I mentioned in my last post that there would be/have been several changes implemented in accordance to suggestions made in reviewing my treatment with the Cat Lady. In my meeting with the Head Honcho, Quality Management, and the Psychiatrist, we discussed what changes would be made to the counseling and behavioural health department at the NYU student health center:
With the note of me being Korean rather prevalent in Cat Lady’s notes, it was explained to me that it was an assumption made without my verification. Usually, the ethnicity is noted by whatever the student states in his or her intake form upon their first visit to counseling and behavioural health office. The inference as to what my actual ethnicity was not completely out of line (though the “Koreans smile when they’re angry” was deemed as an inappropriate comment by everyone in the room), going forward, clinicians will only use what is stated on the intake form, as opposed to making their own periodical guesses.
- Facilitating Referrals:
As I outlined in some of my entries, I never sought a referral to a different nurse practitioner or psychiatrist during my treatment with Cat Lady. Highlighting that I would expect a minimum wait time of four weeks before seeing another clinician, I opted to take my chances in hopes that the situation would level itself; that and I wasn’t in completely the right state of mind. Students who feel the need for a referral to a new clinician may now take their case directly to the Head Honcho via email, which means complete confidentiality and efficient transition.
It’s a two-way street – no one is in it alone. Clinicians facing a difficult time are now more openly encouraged to consult with other team members who may have more experience, or even experience with the student on-hand. In effect, no one has to “go it alone” on the treatment of an individual.
Being an intern is a funny thing, especially when you are given similar cases/work to your employed peers – you’re never quite sure where exactly you stand, especially when it comes to voicing a concern. If the student is seeing two clinicians – one therapist and one psychiatrist/nurse practitioner – there is an overlap in record review. And while there is the implicit trust that all facts are documented as correct, we noted (in our meeting) that there should be more encouragement to notify staff if there is an inconsistency or known factual error made. In other words, it’s adding slightly more to an already quite integral learning experience, and giving interns the authority to challenge mistakes when necessary.
With all of it said and done, I received my apology from the Head Honcho. By no means was it possible for the Cat Lady to apologize without her reaching out to me; my request would have only garnered a forced one at best, which in the end, as I’ve come to realize, isn’t something that would’ve left me satisfied. From everyone in that meeting, though, the apology and recognition for these troubles were at least genuine.

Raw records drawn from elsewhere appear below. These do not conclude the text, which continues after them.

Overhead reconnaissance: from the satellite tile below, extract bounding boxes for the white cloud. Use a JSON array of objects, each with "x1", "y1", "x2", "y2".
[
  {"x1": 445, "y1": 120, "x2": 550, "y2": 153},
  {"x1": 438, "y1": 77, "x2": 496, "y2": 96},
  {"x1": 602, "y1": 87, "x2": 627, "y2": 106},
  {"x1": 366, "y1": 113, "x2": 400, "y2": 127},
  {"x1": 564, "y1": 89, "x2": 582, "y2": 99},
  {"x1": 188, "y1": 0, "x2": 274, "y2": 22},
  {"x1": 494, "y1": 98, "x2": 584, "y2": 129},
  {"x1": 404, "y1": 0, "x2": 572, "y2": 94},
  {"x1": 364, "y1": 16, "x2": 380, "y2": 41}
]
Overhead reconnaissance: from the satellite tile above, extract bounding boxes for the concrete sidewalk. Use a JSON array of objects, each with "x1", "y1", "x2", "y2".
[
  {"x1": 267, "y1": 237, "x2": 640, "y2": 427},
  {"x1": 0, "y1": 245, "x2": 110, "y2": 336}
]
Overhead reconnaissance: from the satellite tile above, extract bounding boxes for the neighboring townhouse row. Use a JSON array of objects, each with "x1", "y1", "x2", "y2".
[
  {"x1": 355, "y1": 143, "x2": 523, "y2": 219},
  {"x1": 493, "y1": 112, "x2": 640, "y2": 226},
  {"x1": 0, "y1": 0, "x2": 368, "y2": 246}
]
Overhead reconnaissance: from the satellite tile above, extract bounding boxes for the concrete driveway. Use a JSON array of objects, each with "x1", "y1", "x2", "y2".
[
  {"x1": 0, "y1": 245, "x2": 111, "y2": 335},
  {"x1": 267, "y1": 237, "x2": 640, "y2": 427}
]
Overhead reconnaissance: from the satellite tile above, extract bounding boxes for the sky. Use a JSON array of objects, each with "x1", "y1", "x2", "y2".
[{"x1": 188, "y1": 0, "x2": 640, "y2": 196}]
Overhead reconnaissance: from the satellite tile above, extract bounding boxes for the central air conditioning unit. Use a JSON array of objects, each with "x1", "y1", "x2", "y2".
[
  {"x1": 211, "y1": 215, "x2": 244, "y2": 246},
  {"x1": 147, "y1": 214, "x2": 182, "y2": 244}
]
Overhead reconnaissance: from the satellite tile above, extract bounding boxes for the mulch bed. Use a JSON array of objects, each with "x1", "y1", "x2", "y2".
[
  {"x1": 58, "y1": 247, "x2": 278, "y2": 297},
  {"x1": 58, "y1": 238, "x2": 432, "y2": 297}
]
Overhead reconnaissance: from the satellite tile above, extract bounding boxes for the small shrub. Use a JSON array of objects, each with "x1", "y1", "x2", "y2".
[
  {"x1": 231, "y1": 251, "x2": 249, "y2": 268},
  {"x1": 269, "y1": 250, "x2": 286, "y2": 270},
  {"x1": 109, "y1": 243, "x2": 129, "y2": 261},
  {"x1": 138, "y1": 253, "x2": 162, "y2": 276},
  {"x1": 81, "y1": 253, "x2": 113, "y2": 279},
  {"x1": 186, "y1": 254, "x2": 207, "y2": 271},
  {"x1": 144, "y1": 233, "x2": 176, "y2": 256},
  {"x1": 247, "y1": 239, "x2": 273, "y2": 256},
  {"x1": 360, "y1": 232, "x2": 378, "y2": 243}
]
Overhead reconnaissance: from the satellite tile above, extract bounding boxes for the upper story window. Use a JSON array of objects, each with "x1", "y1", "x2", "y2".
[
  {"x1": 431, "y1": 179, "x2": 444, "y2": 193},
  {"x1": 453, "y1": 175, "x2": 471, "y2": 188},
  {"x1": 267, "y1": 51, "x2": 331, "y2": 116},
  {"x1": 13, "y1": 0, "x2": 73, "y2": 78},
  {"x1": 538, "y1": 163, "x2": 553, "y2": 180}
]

And in many ways, all of this brings some closure for me – a certain confirmation that my suffering was indeed real and was neither exaggerated nor imagined (which does explain why I write so tersely about all of this, so as to be clear in documentation). While I would love to say that I forgive the Cat Lady for everything that has happened, I can’t quite bring myself to fully commit to this idea as of yet. To be frank, I waver. The hovering of daily anguish is long gone, but there are now the days in which I find myself infuriated, and the other days in which I find myself calm and moving on. It’ll take a little more time, but at least I know it’s forward that I’m moving.